In any event, regional conferences have often (but not always!) been regarded as decidedly second tier affairs, suitable for graduate students, regional scholars, and local hobbyists. But what would happen if we began to think of regional conferences as a way of fostering a deeper engagement with the local intellectual community? How would the profession of history (or any field) change if the economy compelled us to rely on local intellectual resources to get our annual conference fix? Assuming that the conference still functions as an important opportunity for genuine academic and intellectual discourse, I suspect that regional conferences would promote a deeper engagement with the local community, closer ties between faculty in different areas of the discipline, and perhaps even promote a more robust local intellectual life.
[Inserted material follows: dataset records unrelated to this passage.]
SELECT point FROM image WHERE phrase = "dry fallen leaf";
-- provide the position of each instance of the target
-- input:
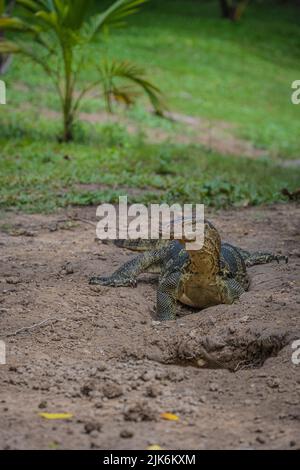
(56, 415)
(169, 416)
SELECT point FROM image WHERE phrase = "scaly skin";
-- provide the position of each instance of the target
(215, 274)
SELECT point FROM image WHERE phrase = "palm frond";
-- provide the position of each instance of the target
(114, 15)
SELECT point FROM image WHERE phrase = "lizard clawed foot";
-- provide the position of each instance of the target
(109, 281)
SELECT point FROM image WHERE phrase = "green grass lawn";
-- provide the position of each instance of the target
(240, 74)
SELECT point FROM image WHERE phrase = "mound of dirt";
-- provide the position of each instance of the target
(99, 354)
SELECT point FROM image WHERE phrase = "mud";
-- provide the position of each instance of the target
(98, 353)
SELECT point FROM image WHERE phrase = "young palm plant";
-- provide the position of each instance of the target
(59, 33)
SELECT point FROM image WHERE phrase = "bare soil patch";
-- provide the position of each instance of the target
(99, 353)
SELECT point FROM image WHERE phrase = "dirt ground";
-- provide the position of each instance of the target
(98, 353)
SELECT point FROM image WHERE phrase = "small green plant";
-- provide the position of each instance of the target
(60, 33)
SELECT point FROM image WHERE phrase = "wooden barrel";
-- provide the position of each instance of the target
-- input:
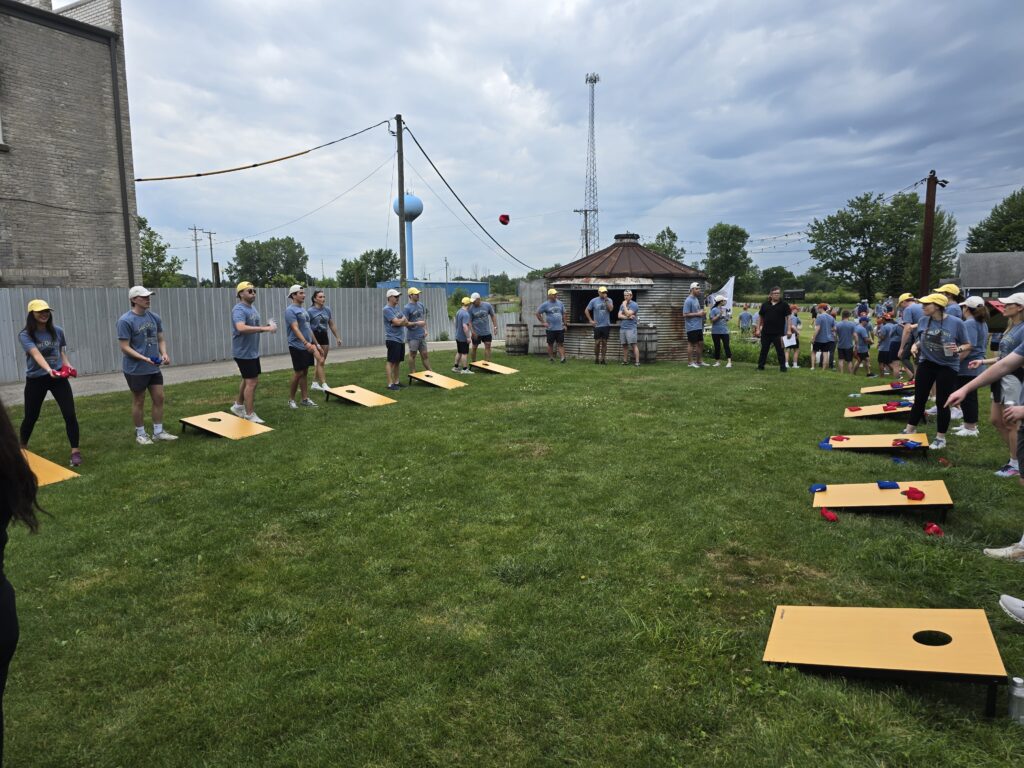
(647, 342)
(516, 338)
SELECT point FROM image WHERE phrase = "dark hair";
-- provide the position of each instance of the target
(17, 481)
(31, 326)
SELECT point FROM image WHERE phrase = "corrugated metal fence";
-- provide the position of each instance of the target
(197, 322)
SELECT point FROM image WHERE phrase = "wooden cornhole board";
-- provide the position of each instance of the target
(878, 441)
(873, 411)
(494, 368)
(358, 395)
(224, 425)
(46, 472)
(437, 380)
(956, 644)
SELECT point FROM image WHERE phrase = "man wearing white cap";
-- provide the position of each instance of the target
(484, 324)
(140, 334)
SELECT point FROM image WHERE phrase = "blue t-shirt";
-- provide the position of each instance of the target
(245, 346)
(461, 320)
(553, 311)
(141, 332)
(297, 313)
(936, 339)
(47, 345)
(719, 321)
(480, 318)
(598, 309)
(630, 324)
(825, 333)
(415, 311)
(692, 304)
(844, 335)
(392, 332)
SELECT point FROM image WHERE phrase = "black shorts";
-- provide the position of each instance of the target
(141, 382)
(249, 368)
(301, 358)
(395, 350)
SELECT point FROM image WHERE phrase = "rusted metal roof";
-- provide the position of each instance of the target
(625, 258)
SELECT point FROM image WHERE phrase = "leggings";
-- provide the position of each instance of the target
(944, 379)
(35, 392)
(720, 339)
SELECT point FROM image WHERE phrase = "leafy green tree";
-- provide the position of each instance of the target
(268, 262)
(667, 244)
(159, 268)
(1003, 229)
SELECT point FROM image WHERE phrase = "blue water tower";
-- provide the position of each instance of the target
(414, 207)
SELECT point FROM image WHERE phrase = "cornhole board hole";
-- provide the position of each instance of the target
(873, 411)
(437, 380)
(46, 472)
(878, 441)
(224, 425)
(912, 643)
(494, 368)
(358, 395)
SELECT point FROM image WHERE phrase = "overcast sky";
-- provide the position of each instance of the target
(763, 115)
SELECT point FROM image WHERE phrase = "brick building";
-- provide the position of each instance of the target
(67, 189)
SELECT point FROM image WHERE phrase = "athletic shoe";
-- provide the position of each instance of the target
(1013, 606)
(1014, 552)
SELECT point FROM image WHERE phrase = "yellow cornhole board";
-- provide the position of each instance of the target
(869, 495)
(878, 441)
(358, 395)
(46, 472)
(224, 425)
(942, 643)
(873, 411)
(494, 368)
(437, 380)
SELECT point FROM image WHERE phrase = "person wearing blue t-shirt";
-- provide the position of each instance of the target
(246, 328)
(941, 344)
(552, 315)
(140, 335)
(598, 313)
(46, 370)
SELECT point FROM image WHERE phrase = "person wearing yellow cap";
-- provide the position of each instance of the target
(45, 364)
(941, 342)
(598, 313)
(552, 315)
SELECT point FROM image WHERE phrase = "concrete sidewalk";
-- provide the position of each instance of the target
(13, 394)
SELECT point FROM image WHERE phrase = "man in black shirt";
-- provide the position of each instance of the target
(773, 323)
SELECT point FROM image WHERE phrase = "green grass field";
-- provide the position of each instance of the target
(573, 565)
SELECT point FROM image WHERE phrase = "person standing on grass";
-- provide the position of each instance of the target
(321, 320)
(17, 504)
(45, 354)
(246, 328)
(598, 313)
(416, 330)
(301, 345)
(552, 315)
(140, 334)
(774, 322)
(484, 323)
(463, 332)
(693, 314)
(628, 312)
(942, 343)
(720, 332)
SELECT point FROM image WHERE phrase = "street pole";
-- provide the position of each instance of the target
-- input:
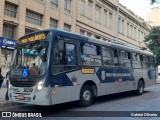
(117, 18)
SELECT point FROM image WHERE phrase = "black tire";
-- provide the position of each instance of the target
(86, 96)
(140, 88)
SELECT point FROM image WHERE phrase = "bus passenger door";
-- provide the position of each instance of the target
(64, 61)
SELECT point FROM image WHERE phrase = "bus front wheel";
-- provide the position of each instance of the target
(140, 88)
(86, 96)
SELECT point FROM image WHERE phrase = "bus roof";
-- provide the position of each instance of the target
(94, 40)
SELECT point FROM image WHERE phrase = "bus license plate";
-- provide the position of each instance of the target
(21, 97)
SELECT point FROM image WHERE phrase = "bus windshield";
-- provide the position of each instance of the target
(30, 60)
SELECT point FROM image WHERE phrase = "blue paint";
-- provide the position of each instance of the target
(25, 73)
(7, 42)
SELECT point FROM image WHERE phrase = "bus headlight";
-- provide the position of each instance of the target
(40, 86)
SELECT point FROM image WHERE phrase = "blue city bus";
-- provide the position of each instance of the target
(54, 66)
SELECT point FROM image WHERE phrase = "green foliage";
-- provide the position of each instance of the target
(153, 42)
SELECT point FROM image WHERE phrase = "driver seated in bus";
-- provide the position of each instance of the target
(34, 71)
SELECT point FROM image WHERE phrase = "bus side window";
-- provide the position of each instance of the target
(151, 62)
(115, 57)
(145, 63)
(136, 63)
(106, 53)
(64, 60)
(125, 59)
(90, 54)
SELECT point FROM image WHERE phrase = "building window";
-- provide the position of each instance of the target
(67, 6)
(34, 18)
(105, 18)
(53, 23)
(67, 27)
(10, 10)
(54, 3)
(98, 14)
(135, 33)
(27, 31)
(89, 8)
(82, 32)
(121, 25)
(9, 31)
(110, 21)
(82, 7)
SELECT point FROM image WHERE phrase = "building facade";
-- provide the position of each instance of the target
(103, 19)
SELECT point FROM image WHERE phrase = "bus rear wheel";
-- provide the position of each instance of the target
(140, 88)
(86, 96)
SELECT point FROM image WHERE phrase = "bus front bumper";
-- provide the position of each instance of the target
(17, 94)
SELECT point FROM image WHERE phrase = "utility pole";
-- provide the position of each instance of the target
(117, 19)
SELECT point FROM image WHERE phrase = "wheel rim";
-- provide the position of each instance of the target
(87, 95)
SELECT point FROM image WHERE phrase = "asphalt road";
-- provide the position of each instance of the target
(106, 107)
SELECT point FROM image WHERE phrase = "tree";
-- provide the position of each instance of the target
(153, 42)
(155, 1)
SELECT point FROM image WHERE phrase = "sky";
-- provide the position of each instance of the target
(139, 7)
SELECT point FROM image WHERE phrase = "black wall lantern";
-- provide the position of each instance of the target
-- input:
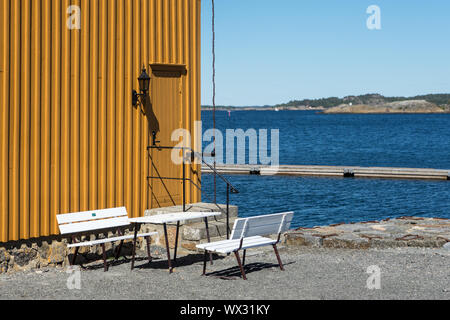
(144, 85)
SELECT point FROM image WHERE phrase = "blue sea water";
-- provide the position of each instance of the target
(309, 138)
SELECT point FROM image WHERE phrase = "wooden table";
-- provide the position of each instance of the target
(164, 219)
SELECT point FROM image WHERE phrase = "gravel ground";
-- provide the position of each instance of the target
(406, 273)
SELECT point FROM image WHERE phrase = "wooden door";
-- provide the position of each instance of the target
(165, 116)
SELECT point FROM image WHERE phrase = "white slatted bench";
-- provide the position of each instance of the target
(98, 221)
(249, 233)
(173, 217)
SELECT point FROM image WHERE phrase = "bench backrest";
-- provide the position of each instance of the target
(262, 225)
(92, 220)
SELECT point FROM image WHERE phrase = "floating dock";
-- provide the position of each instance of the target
(334, 171)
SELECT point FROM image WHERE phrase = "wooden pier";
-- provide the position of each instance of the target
(334, 171)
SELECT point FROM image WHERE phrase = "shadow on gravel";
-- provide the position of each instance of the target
(181, 262)
(112, 263)
(235, 273)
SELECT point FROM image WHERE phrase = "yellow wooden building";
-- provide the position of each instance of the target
(70, 138)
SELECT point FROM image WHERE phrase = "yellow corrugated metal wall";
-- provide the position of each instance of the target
(70, 139)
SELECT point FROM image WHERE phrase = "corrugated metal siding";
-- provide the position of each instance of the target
(69, 138)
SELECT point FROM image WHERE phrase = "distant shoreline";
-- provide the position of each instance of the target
(367, 103)
(263, 109)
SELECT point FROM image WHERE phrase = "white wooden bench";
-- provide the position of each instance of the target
(98, 221)
(249, 233)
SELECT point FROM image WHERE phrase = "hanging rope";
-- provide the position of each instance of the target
(214, 92)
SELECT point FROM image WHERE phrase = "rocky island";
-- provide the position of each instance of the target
(408, 106)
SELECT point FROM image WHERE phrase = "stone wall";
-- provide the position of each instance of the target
(52, 252)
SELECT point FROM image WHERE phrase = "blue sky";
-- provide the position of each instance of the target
(271, 52)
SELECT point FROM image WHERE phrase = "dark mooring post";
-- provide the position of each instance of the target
(184, 183)
(228, 211)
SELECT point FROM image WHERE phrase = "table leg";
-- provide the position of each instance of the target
(167, 248)
(176, 244)
(134, 246)
(209, 239)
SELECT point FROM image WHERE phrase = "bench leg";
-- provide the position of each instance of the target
(176, 243)
(134, 246)
(208, 238)
(119, 249)
(105, 265)
(236, 253)
(205, 259)
(167, 248)
(278, 257)
(148, 249)
(74, 256)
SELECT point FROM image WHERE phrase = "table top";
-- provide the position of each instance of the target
(173, 217)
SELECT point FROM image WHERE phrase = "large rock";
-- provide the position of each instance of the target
(408, 106)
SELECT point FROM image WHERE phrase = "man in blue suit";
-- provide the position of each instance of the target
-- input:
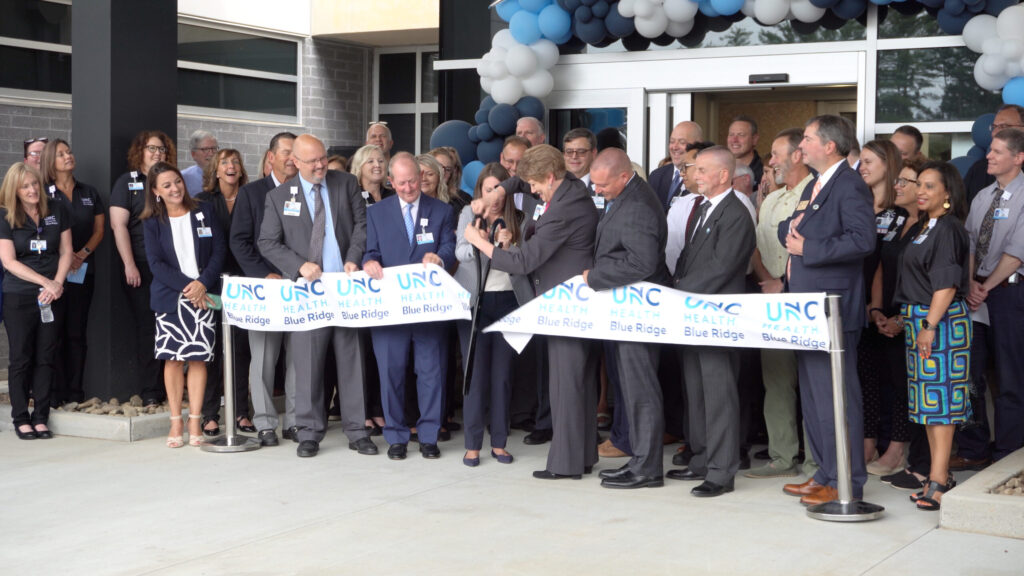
(827, 237)
(407, 229)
I typically tell our potential job candidates that my closest colleagues are spread around the US, if not around the world, as a way of assuring them that the relative isolation of our campus has not been a major obstacles to my professional goals. I stay in touch with my various collaborators via phone, email, wikis, and even blogs. But this low level and regular contact is not the same as an academic conference. The technologies and techniques that we use, however, could replicate, if not improve upon, some of the basic goals of a conference. Podcasts linked to threaded discussions, for example, would facilitate question and answer sections removed from the constraints of "real time" (I'm sorry, our time is upon now, but I am sure the participants would be happy to continue to discuss their paper's at this evening's social...). Participants could be encouraged -- or required -- to engage their colleagues' papers and respond to posts from registered users in order to foster the kind of dialogue that makes a conference valuable as an intellectual and academic enterprise (and not just an opportunity for socialization). Of course, such an approach may not reproduce entirely the opportunities for informal conversation and social networking that makes national conferences so valuable, but in some ways, the online social networking tools have already begun to fill even that niche. I know more about many of my distant colleagues now than I did five years ago because they update their facebook status, blog regularly, or maintain twitter feeds. Integrating this kind of social space into an online conference is more a matter of balancing the spontaneous opportunities provided by simultaneity (papers read in real time, for example) against the convenience of non-real time delivery. Such issues though could surely be resolved and would shed interesting (if not valuable) light on the different modes of academic engagement.
Speculation on the future of academic conversation aside, if you have a chance, do stop by the Red River Valley History Conference next Thursday.